It’s that time of year again. The weather gets warmer, drinks get colder and every evening, at 9pm the people of the UK collectively switch their channels to ITV2 to watch a group of sexy singles spend their summer in a Mallorcan villa in the hopes that they will find love.
Love Island, one of ITV’s most successful and anticipated reality dating shows, is back and once again, the show is being criticized for its lack of body diversity amongst its new cast.
This year, a whopping 100,000 applications were sent to ITV, and from this vast number of applicants, only a competitive 10 were chosen to be in the original cast and a handful of others to be entered later as disruptive segues known as “bombshells”.
With prospects to find love, win a £50,000 cash prize and the potential to earn 6-figure sponsorships, the application pool for this year’s series skyrocketed! So naturally, invested watchers of the show were excited to see a fresh cast with a range of different body types in the villa, but this year, like previous years, viewers were left disappointed.
With the female cast, we were met with more of the familiar slim, petite and athletically toned physiques that many reality TV shows are notorious for.
Love Island’s creative director, has defended the show’s choice for not including more realistic body types in saying that “they want the contestants to be attracted to one another” but what kind of message does this send to the susceptible young viewers of these kinds of shows?
For years, we’ve been force-fed the idea of what the “perfect body” looks like for women; long slender legs, small waist to hip ratio, tall and toned physique. This ideal was and still is everywhere —from movies to social media to advertising. And despite diversity and inclusivity being words we see now more than ever; reality television is yet to adopt these and put them into practice when it comes to body representation. Instead, reality tv shows still seem to adhere to the ‘Thin-ideal’ media — a beauty standard pushed by Western society to perceive thinner as more desirable through the consistent imagery of slim women.
From this notion of what the “ideal woman should look like” comes the idea that very natural aspects of women’s bodies are something to feel insecure about just because they are not positively depicted in the media; Hip dips, stretch marks, rolls, cellulite, and body proportions.
From dating shows like Love Island and its international variations of itself (Netflix’s Too Hot to Handle, to Love Island: Australia) to make-over reality shows, shows such as these are all guilty of producing a very specific body type on women and with the rate of applicants increasing annually, we as viewers have to presume that the casting is intentional rather than by chance.
Many argue that these shows have a very specific niche of the cast that they aim to have on-screen and so body diversity doesn’t need to be at the forefront of their agenda, however, when we look at how this "perfect body" narrative affects its viewers, it highlights a bigger issue than just representation (or lack thereof), but rather the negative impact on our mental health.

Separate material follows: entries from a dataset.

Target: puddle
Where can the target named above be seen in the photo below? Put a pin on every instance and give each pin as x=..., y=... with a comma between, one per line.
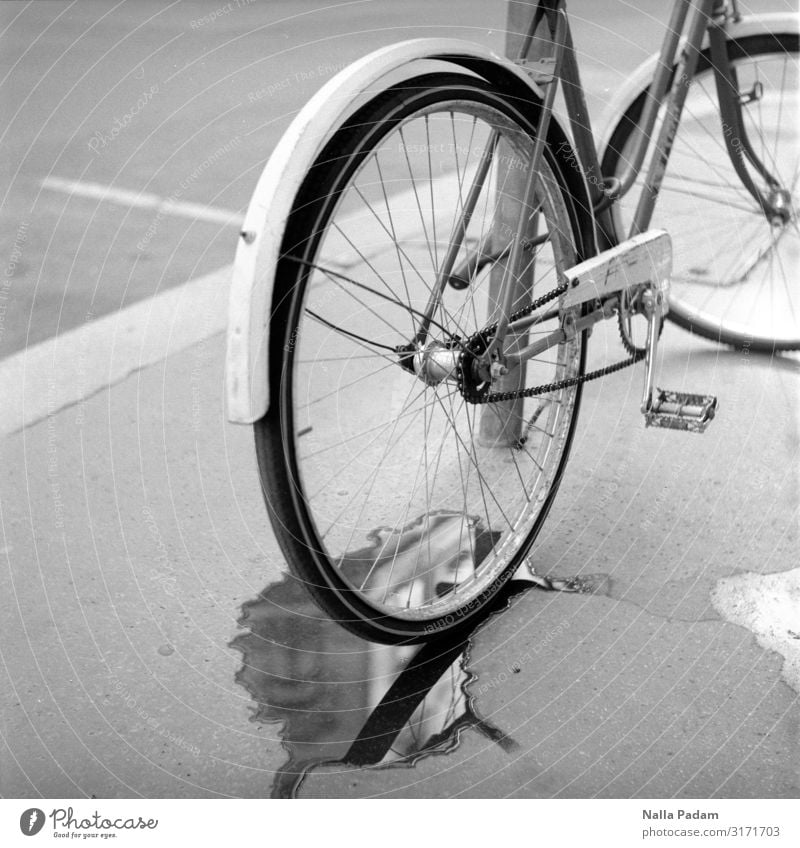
x=344, y=699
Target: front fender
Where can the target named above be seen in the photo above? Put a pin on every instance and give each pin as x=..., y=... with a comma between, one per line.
x=262, y=233
x=779, y=22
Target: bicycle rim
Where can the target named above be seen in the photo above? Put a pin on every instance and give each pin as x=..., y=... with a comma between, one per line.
x=734, y=273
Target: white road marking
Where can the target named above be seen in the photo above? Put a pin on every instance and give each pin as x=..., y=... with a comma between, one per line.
x=63, y=370
x=144, y=200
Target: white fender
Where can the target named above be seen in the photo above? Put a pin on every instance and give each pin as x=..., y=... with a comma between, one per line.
x=779, y=22
x=259, y=245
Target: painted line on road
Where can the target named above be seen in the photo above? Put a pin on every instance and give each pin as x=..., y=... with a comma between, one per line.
x=144, y=200
x=62, y=371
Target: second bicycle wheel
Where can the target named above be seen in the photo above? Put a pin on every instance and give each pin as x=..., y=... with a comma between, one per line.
x=734, y=273
x=403, y=507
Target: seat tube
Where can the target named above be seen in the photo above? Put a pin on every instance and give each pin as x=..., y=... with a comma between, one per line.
x=501, y=423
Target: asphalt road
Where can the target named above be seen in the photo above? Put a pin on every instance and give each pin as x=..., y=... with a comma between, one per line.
x=165, y=99
x=132, y=524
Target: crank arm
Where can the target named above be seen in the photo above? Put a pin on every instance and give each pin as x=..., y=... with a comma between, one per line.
x=571, y=326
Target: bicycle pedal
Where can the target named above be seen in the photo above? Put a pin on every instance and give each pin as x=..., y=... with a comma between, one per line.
x=681, y=411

Reality TV, Body Image & Mental health
Television, even hyperreal genres like reality TV, has been shown to sway our perception of actual reality. A 2019 study found that people who watch television regularly had a stronger preference for women with slimmer body types than those less exposed to television.
Studies like these show just how much influence reality tv has over what we perceive to be attractive in women’s bodies. We are constantly exposed to the idea that perfect body proportions are “aspirational” without acknowledging how it can affect our mental well-being.

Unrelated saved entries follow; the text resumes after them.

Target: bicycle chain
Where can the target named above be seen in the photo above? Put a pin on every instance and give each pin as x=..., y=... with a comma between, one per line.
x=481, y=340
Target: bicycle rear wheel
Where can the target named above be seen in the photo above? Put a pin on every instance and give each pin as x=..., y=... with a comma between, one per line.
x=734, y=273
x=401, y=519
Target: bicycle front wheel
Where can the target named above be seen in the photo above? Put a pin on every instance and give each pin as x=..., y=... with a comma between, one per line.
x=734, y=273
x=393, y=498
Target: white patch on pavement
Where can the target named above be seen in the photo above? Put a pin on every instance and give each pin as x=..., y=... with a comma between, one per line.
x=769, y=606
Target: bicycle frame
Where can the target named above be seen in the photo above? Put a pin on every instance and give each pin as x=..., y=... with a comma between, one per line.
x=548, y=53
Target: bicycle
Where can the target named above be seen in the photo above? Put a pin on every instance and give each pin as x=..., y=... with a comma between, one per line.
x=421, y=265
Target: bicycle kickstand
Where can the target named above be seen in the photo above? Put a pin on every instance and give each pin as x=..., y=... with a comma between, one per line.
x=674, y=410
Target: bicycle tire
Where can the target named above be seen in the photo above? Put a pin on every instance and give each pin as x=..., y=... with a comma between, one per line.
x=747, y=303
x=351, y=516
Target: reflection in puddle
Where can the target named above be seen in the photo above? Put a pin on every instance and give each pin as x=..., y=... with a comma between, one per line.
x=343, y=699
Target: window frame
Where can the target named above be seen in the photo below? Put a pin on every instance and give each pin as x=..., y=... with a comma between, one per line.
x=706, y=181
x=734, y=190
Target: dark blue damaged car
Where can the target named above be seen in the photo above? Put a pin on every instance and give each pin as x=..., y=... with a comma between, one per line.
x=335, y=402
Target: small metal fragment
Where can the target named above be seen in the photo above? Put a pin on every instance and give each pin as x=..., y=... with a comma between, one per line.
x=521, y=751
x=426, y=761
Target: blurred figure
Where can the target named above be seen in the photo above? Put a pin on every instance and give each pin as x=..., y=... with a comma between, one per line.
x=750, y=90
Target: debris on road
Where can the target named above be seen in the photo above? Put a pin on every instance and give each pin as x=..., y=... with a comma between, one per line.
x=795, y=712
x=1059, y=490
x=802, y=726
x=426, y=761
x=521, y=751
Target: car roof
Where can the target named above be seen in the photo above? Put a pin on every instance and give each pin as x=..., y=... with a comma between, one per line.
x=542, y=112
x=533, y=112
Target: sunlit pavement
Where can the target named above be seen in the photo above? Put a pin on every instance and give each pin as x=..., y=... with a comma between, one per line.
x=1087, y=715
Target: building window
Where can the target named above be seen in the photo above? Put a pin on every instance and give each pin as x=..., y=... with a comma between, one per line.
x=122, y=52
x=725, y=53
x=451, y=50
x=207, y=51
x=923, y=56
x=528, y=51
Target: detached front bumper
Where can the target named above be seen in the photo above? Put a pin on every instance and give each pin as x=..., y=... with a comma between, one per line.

According to a recent YouGov survey, 23% of 18-24-year-olds feel that watching reality tv shows makes them feel more worried about the appearance of their bodies. With 1 in 7 of these young viewers experiencing suicidal thoughts or self-harm because of concerns over their body.
The internalisation of this narrative can damage our self-perception resulting in mental health disorders such as body dysmorphia- the constant worry about the appearance of our bodily features leading to body dissatisfaction and, potentially, eating disorders.
This is because consistent exposure to ‘thin-ideal’ media has perpetuated the notion that there is a link between a woman’s appearance and social desirability- a notion we can see clearly portrayed in reality TV. Whereas people with “undesirable” body types are left with lower self-esteem, depression, anxiety, and unrealistic standards of what a normal body looks like.
Gladly, we are starting to see diversity and inclusivity within our media consumption, with more companies investing in marketing and imagery that better reflect the body types of everyday women. We can see how this positively impacts self-perception.
Reality tv producers and casting directors are constantly rebuffing the demand to see better body representation as too much hassle or unnecessary, but contemporary research has shown just how necessary incorporating realistic body imagery is to people’s body’s satisfaction and appreciation can be.
This research has found that exposure to fuller body types, bodies that don’t fit the thin-ideal, will experience better levels of body appreciation (the appreciation of your body’s functionality, strength and ability rather than focusing on aesthetic qualities).
At Bamae, we value body appreciation above appearance. We don’t believe in limiting yourself by defining yourself by conventional beauty standards. Instead, we believe in striving for women to become their most confident and authentic selves through self-achievement, self-love and unconditional self-celebration.
So once in a while, be sure to take the time to step away from imagery and messages that tell you that your body isn’t beautiful or worth celebrating. Being kinder about your body can be the first step to being kinder to your mind.